Now, I think you are correct that this can't happen in this case, because we are only looking through instructions that have a single non-constant operand. However, if this code is ever changed to also handle other instruction kinds, one would have to be careful to reintroduce the visited set. For example, the "full restrict" patches add an additional operand to load instructions, which could be used to form a cycle in unreachable code.
So, I think it's safe to drop this Visited set in this case, but I would usually consider it good practice to have one, in the interest of defensiveness. Though I don't care particularly strongly about this point.
So, I think it's safe to drop this Visited set in this case, but I would usually consider it good practice to have one, in the interest of defensiveness.

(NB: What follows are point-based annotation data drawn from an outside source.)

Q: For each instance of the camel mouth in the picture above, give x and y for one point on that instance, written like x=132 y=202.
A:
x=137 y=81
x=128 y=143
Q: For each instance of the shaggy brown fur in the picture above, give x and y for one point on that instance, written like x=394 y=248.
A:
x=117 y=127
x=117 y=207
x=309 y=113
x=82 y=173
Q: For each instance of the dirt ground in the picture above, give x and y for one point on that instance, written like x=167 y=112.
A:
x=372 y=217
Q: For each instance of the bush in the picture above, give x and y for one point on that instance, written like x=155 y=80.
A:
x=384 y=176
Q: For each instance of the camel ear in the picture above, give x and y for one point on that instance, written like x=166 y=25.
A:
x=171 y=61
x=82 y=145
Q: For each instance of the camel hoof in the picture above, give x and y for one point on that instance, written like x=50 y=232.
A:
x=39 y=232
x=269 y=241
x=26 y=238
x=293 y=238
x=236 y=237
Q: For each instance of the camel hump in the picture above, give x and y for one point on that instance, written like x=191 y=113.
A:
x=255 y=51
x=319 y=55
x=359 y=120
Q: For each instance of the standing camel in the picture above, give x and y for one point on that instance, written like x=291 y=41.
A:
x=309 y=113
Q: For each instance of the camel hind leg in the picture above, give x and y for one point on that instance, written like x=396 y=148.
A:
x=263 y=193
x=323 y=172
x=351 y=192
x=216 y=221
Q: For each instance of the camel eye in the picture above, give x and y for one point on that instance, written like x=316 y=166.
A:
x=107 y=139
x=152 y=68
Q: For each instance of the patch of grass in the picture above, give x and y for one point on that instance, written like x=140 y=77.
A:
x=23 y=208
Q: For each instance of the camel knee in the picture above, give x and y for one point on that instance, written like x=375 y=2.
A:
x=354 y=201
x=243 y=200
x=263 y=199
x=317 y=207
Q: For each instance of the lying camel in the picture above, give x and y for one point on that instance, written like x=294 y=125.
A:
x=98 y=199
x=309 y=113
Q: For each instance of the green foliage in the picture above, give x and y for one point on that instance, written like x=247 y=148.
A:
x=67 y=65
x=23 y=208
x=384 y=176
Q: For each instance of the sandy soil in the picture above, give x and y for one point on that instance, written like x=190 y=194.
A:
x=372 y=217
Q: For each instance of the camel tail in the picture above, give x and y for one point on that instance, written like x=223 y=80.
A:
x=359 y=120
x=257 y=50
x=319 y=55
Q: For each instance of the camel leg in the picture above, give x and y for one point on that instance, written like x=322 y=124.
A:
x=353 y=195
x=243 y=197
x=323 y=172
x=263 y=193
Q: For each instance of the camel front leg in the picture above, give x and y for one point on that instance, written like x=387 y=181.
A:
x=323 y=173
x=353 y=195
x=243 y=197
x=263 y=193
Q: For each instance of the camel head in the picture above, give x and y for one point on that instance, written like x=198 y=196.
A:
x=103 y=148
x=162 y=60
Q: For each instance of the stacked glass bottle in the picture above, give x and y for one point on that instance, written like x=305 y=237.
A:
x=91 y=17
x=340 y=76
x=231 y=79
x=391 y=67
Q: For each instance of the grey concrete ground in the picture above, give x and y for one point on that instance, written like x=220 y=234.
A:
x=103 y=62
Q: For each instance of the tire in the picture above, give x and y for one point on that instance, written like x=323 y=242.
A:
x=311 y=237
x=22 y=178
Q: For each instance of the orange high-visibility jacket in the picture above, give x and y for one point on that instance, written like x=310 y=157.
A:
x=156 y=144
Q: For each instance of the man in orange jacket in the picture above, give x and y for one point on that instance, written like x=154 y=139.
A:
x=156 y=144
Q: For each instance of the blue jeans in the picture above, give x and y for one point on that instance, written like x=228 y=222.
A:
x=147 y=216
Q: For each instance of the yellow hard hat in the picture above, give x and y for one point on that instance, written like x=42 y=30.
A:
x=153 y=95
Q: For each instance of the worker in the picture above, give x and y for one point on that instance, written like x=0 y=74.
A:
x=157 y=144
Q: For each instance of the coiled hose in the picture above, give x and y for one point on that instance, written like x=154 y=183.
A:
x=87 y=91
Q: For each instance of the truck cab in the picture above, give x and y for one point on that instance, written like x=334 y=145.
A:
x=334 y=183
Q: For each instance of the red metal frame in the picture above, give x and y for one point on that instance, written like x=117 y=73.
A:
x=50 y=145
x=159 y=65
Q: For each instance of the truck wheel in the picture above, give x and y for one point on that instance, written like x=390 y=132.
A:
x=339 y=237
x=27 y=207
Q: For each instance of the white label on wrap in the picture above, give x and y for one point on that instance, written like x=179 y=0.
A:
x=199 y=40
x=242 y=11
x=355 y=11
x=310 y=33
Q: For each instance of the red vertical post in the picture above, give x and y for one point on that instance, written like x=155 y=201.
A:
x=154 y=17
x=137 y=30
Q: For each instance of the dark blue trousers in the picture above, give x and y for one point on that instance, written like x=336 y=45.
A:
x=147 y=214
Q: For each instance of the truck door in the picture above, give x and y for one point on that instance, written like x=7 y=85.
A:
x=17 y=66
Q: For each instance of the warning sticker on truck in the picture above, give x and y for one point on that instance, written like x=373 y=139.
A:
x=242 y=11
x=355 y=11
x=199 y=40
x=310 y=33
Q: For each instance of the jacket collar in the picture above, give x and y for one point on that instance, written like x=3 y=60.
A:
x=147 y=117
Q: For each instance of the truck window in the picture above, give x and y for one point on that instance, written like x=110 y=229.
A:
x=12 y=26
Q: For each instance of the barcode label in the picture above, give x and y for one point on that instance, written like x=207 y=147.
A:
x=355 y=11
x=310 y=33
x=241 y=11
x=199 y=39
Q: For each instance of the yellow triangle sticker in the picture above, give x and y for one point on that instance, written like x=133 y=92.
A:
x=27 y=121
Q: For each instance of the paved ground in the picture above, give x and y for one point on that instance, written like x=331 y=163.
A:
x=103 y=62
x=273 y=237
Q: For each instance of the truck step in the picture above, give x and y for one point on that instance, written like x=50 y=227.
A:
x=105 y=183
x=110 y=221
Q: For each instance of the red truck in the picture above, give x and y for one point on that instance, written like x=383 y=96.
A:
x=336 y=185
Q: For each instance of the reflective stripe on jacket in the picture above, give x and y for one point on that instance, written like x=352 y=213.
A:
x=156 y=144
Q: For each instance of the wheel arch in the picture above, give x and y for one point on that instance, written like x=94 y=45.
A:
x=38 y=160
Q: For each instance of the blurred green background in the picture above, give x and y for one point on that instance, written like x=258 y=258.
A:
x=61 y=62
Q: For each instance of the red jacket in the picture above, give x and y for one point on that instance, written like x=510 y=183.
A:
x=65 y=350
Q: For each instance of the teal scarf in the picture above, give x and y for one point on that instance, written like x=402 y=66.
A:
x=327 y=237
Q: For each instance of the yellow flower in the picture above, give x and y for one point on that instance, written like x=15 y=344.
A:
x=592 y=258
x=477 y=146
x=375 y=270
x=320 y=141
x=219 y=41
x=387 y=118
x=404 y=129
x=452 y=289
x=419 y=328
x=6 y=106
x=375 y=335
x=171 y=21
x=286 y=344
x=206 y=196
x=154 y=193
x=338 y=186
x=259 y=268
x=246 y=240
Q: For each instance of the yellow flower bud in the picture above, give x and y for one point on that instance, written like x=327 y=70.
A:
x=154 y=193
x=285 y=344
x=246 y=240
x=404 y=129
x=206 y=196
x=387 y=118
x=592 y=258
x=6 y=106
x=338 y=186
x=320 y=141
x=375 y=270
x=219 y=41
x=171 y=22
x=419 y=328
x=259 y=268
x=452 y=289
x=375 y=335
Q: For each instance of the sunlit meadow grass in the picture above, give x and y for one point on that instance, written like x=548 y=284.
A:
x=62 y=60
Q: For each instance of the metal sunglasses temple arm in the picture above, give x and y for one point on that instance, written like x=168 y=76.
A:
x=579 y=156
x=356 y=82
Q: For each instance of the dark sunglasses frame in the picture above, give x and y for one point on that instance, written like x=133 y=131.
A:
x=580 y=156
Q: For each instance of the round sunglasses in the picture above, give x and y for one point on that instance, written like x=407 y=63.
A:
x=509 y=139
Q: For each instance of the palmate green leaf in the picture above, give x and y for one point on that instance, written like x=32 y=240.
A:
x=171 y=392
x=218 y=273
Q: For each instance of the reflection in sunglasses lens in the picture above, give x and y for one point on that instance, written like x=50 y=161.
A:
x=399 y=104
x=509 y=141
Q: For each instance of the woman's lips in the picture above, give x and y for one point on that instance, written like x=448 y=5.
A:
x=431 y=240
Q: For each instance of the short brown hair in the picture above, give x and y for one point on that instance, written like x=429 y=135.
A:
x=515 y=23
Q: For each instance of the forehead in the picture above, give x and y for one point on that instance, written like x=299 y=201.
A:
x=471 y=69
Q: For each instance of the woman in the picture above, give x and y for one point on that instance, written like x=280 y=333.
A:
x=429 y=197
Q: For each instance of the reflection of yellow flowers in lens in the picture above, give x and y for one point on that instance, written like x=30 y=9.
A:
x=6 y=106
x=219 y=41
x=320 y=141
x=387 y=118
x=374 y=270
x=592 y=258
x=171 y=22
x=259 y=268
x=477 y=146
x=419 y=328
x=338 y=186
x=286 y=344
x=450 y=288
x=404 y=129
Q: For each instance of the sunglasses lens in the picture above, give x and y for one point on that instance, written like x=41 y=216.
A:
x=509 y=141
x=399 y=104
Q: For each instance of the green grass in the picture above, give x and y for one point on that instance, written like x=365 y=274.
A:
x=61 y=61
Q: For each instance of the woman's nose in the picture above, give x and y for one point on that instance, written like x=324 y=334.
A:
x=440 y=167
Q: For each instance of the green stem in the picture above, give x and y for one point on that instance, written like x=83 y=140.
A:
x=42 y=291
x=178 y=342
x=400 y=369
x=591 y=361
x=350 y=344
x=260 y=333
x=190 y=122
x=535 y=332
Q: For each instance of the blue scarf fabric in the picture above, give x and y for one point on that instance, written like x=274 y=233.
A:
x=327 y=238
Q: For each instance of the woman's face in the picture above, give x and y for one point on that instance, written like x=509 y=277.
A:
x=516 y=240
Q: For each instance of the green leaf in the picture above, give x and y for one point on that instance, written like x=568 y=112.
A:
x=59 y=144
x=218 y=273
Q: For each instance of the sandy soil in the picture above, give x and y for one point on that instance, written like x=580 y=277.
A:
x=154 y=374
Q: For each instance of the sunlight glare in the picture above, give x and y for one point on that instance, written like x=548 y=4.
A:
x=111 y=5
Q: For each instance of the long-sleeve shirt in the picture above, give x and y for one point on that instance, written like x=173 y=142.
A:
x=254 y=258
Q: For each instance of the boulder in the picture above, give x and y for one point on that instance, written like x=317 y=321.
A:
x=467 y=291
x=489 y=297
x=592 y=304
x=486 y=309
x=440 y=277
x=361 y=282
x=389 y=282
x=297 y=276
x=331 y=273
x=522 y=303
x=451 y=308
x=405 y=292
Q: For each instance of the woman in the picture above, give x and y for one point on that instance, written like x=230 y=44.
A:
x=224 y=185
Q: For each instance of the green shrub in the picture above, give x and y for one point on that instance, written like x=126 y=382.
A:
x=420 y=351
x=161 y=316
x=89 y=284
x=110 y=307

I agree, the code may be changed in the future and the change can be unsafe if the developer won't take into account the idea why the Visited set is not used *now*. I see two ways: to add a comment why using a SmallVector to store the worklist and not using of the Visited set is safe in our case, or to add the Visited set into dead instruction collecting loop in the doPromotion function too, for consistency. What could be better from your point of view?
Better to stay safe IMHO.
To stay safe, I propose the following change: to add the Visited set to the dead instruction searching in the doPromotion function too. This makes the code consistent: two used graph traversing algorithms will look similar.